The agreement is a product of the EU-US Trade and Technology Council (TTC), a body of civil servants created at a diplomatic summit in July 2021. AI isn’t the TTC’s only concern; it handles a wide variety of trade-related issues, including security, international standards, data governance, and supply chains.
But right at its inception, the TTC stated its intention to establish AI standards. Since then, its AI interest has only grown: At its most recent meeting, in December 2022, the council agreed on several AI items, including a promise to develop international AI governance standards and a joint study on AI’s ripples in the workforce. The TTC also promised to “explore collaboration” on more scientific AI work.
The details of that collaboration came a month later.
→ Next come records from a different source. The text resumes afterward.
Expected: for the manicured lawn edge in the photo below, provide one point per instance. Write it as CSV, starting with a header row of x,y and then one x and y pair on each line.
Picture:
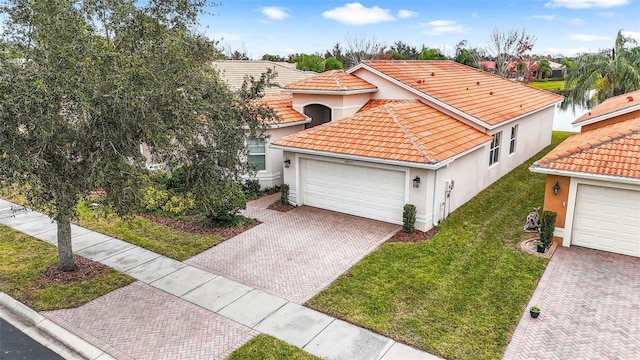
x,y
460,294
23,259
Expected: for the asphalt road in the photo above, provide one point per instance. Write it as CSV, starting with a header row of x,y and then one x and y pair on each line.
x,y
15,345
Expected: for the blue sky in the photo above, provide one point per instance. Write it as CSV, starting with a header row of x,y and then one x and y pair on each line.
x,y
562,27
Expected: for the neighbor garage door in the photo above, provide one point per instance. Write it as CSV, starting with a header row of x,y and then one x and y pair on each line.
x,y
607,219
357,190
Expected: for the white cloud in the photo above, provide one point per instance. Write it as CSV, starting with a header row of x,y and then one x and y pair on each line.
x,y
227,36
356,14
404,14
587,37
585,4
275,13
441,27
544,17
632,34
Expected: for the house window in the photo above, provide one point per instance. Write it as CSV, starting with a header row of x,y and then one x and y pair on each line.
x,y
255,148
512,143
494,153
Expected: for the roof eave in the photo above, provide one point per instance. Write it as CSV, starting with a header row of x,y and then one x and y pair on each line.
x,y
583,175
330,92
434,166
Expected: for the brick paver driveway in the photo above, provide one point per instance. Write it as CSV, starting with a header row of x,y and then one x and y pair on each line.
x,y
590,309
295,254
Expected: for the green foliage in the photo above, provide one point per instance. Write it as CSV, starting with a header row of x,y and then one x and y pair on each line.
x,y
23,259
547,226
409,218
609,72
332,63
431,54
251,188
284,194
222,209
265,347
460,294
310,63
93,87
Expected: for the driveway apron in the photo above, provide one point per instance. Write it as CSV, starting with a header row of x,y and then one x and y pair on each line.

Officials announced that U.S. and EU researchers would develop “joint models” in five designated fields: extreme weather and climate forecasting; emergency-response management; health and medicine improvements; electric grid optimization; and agriculture optimization.
This list is a departure from earlier joint projects, which tended to focus narrowly on data privacy.
Priya Donti, the executive director of Climate Change AI, a nonprofit that supports climate-related machine-learning research, believes the agreement is a good omen for her organization’s work. “The larger the extent to which we can share knowledge and best practices and data and all of that kind of thing, the more quickly we as a society will make progress,” Donti says.
Furthermore, the agreement eschews AI’s traditional haunts, such as text generation and image recognition, in favor of putting AI to work in socially relevant domains. “This collaboration emphasizes the priority that the directions of AI should be shaped by some of the more pressing societal problems we’re facing…and also chooses application areas that have a huge bearing on climate action,” Donti says.
It’s not clear who would develop the joint models or who would use them. One possibility is that they become public goods that U.S. or EU users could take and adapt for their own needs.
What is very clear, however, is that joint models don’t mean joint data. “The U.S. data stays in the U.S. and European data stays there, but we can build a model that talks to the European and the U.S. data,” a U.S. official told Reuters.
Officials didn’t clarify what exactly that means, but it could look like this: Imagine building a model that forecasts power-grid loads with a training set of real-world electrical consumption data (which could include personal information, if the data are household level). EU researchers might train a model with European data, then send the model across the sea for U.S. researchers to further train or fine-tune it with U.S. data.
Alternatively, researchers might set up some form of data-exchange system that allows models to access data from abroad. A climate-forecasting model, for instance, might be able to query data from European weather satellites even if researchers trained it in the United States.
Whatever the case, researchers building the models may be in for a rocky learning experience. “I expect this to be one of the politicized issues coming up,” says Moës.
But if researchers succeed, then whatever steps they take could leave a lasting impact. Standards for health care data—how to share them across borders and, importantly, between disjointed regulatory landscapes—already exist.
If AI’s stewards are able to make the most of the TTC’s agreement, they could establish similar data-sharing and interoperability standards in some of the agreement’s other areas. Thanks to the United States’ and the EU’s economic might, other countries might pay attention.
“If the EU and the U.S. come together and they say, ‘this is exactly how we’re going to be sharing climate data’…that really will push, probably, other countries to say, ‘well, if we’re going to be collecting climate data, why don’t we do it in the same format as well?’ ” says Daniel Castro, vice president at the ITIF think tank in Washington, D.C.
What is clear is that the European Union and the United States, even if their approaches to regulating AI are wildly divergent, have a common reason to work together on AI. “They see China as a common threat,” says Castro.